Bantahan Nurdin lainnya soal ATM oleh Kepala Pimpinan Cabang Bank Mandiri, Ardi yang dititip ke Syamsul. Nurdin mengaku tak pernah menerima Kartru ATM, apalagi Kartru ATM itu atas nama orang lain.

"Ingat baik-baik, Sul. Saya tidak pernah terima ATM, saya tidak tahu ATM apa. Kecuali kartu kredit mungkin. Tapi ATM tidak mungkin saya terima apalagi atas nama orang lain. Kecuali ATM nama saya," tegasnya.

Kemudian, Nurdin Abdulah beralih ke keterangan Ardi. Ia mengaku pembayaran dua unit jet ski bukan dari uang gratifikasi, tetapi uang pribadi.

"Ini juga buat pak Ardi. Saya kira buat transfer ke Eric Horas dan Irham Samad itu atas nama pribadi saya, bapak. Nanti bisa dicek," kata Nurdin Abdullah.

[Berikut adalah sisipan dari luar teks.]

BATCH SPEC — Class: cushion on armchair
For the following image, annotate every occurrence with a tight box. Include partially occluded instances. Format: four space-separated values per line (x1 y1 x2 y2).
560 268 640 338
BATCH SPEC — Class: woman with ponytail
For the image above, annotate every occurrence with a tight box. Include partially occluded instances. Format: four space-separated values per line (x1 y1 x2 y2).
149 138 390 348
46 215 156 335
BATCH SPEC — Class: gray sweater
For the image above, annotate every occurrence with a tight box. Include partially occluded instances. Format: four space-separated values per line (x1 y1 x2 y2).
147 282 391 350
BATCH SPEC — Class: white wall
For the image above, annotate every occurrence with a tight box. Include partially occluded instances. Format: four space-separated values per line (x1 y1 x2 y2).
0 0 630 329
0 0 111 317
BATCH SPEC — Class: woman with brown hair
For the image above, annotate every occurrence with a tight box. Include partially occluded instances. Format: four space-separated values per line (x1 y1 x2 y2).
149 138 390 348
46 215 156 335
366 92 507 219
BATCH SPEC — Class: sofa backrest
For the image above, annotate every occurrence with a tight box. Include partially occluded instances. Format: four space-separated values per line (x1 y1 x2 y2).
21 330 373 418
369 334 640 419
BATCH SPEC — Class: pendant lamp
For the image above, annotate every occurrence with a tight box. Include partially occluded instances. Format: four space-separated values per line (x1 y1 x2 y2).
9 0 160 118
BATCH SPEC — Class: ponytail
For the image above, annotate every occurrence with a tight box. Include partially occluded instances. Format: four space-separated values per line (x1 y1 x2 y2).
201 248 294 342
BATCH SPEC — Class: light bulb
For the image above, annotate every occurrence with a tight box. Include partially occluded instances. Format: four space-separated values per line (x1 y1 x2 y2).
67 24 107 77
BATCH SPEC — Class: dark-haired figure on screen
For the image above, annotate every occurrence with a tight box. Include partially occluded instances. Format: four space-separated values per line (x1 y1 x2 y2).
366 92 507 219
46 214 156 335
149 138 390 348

Nurdin kemudian lebih banyak membantah pernyataan saksi Sari Pudjiastuti, mantan Kepala Biro Pengadaan Barang dan Jasa Pemprov Sulsel. Nurdin meminta Sari jujur.

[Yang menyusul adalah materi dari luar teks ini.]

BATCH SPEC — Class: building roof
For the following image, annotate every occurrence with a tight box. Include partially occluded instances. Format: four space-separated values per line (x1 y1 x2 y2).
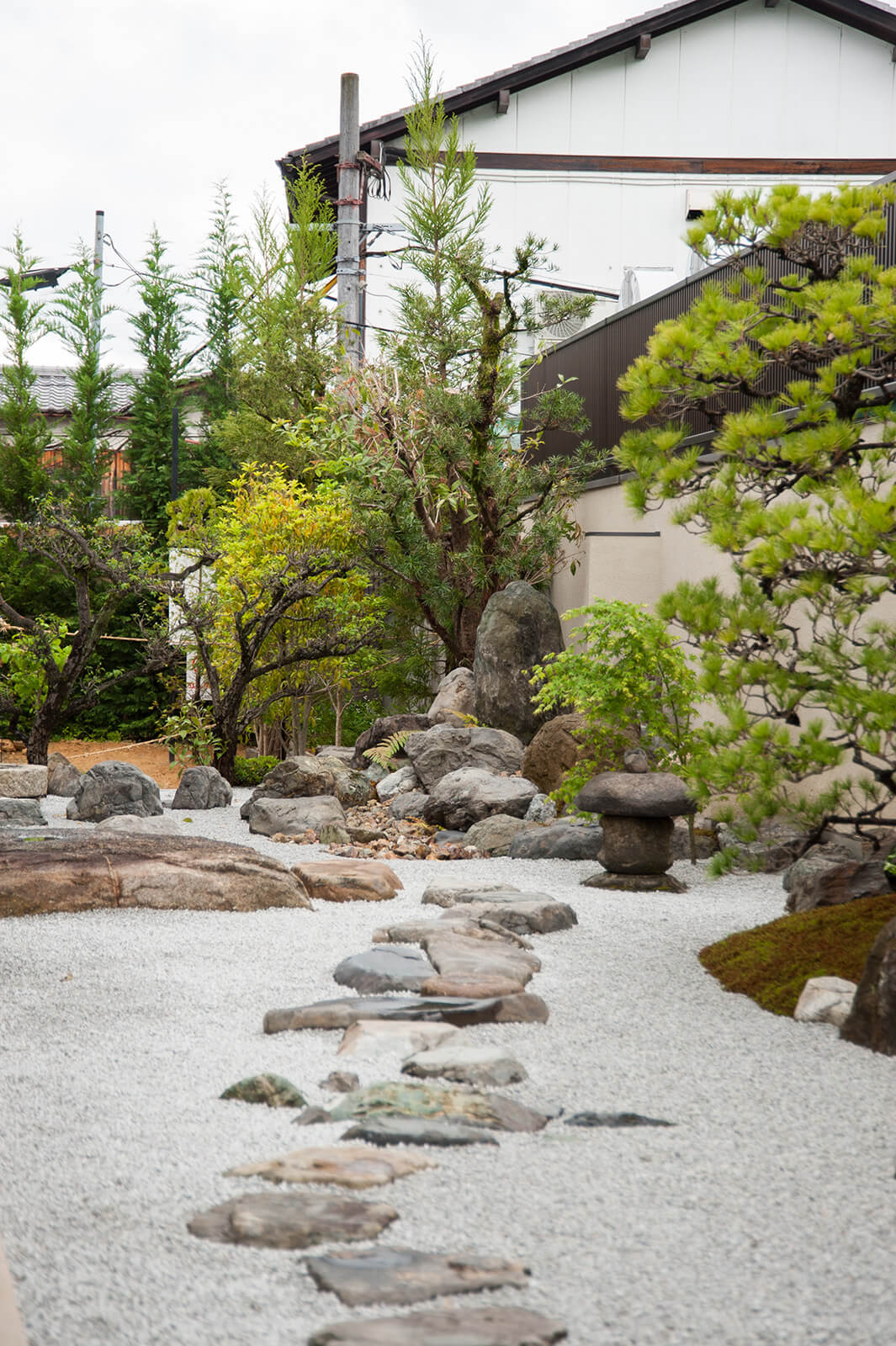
277 0 896 179
34 365 137 416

Kata Nurdin, ia sudah memberi kepercayaan penuh ke Sari. Ia kerap memanggil Sari karena ada masalah. Bukan untuk mengatur proyek.

"Saya kira Syamsul ingat, saya pernah minta telepon bu Sari segera pulang lagi di Labuang Baji. Karena apa, gak usah saya ungkap di sini apa yang terjadi. Kita tidak usah saling buka-bukaanlah," ungkap Nurdin Abdullah.

Ia mengaku tak mengenal kontraktor apalagi mau mengintervensi proyek. Ia juga keberatan jika disebut meminta-minta biaya operasional.

"Itu bukan karakter saya yang mulia. Saya gak pernah, gak tahu sama sekali. Saya gak pernah menyuruh juga, gak pernah. Jadi saya kira sangat keliru," ucap Nurdin.

Nurdin menjelaskan Sari memang pernah ke rumah jabatan membawa uang yang ditukar ke pecahan baru tersebut. Tapi Nurdin menolak.

"Saya bilang jangan bawa ke sini, nanti koordinasi sama Syamsul. Jadi saya keberatan apalagi disebut mengintervensi dan mengatur proyek. Saya tahu aturan," ucap Nurdin.

Hakim Ketua Ibrahim Palino kemudian meminta tanggapan Nurdin Abdullah soal keterangan Syamsul terhadap uang dolar dari kontraktor bernama Haji Momo. Uang itu diserahkan langsung oleh Syamsul ke Nurdin Abdullah di rumah jabatan.

"Pak Syamsul lapor di kantor uang itu disimpan di kamar. Saya kira agak keliru Syamsul yang mulia, mungkin dia lupa. Saya pas di kantor, ia lapor bahwa saya sudah simpan di kamar uang yang dari Momo," tutur Nurdin Abdullah.

Nurdin Abdullah mengaku kaget sebab ada pemberian dari Momo. "Kok Momo serahkan lagi ke kita. Itu kan pertanyaan saya. Masih ingat gak Syamsul," sambungnya.

Nurdin kukuh uang itu tidak diserahkan langsung ke dia. Menurut pengakuan Nurdin, Syamsul melaporkan jika menyimpan uang itu di kamar.

"Dia tidak serahkan langsung yang mulia. Dia lapor saya di kantor. Saya ingatkan pak Syamsul, saya ngeluh itu. Kenapa Haji Momo libatkan keluarga saya," ujarnya.

Namun Syamsul tetap pada pernyataannya dan mengaku uang itu diberikan langsung ke Nurdin Abdullah saat hendak ke kantor. Ia menyerahkannya di bagian ruang tamu, di kamar pribadi Nurdin Abdullah.

"Seingat saya sempat dipegang itu uang lalu disimpan dia simpan di meja," tandas Syamsul.

Diketahui, sidang kasus suap dan gratifikasi proyek infrastruktur yang menyeret nama Gubernur Sulsel Nurdin Abdullah kembali digelar, Kamis, 14 Oktober 2021.

Pada sidang tersebut, jaksa penuntut umum menghadirkan enam orang saksi fakta diantaranya mantan ajudan Nurdin, Syamsul Bahri dan Salman Natsir, mantan kepala Biro Pengadaan Barang dan Jasa Sari Pudjiastuti, dan pegawai Bank Mandiri, Ardi, Miftahul Jannah dan Asriadi.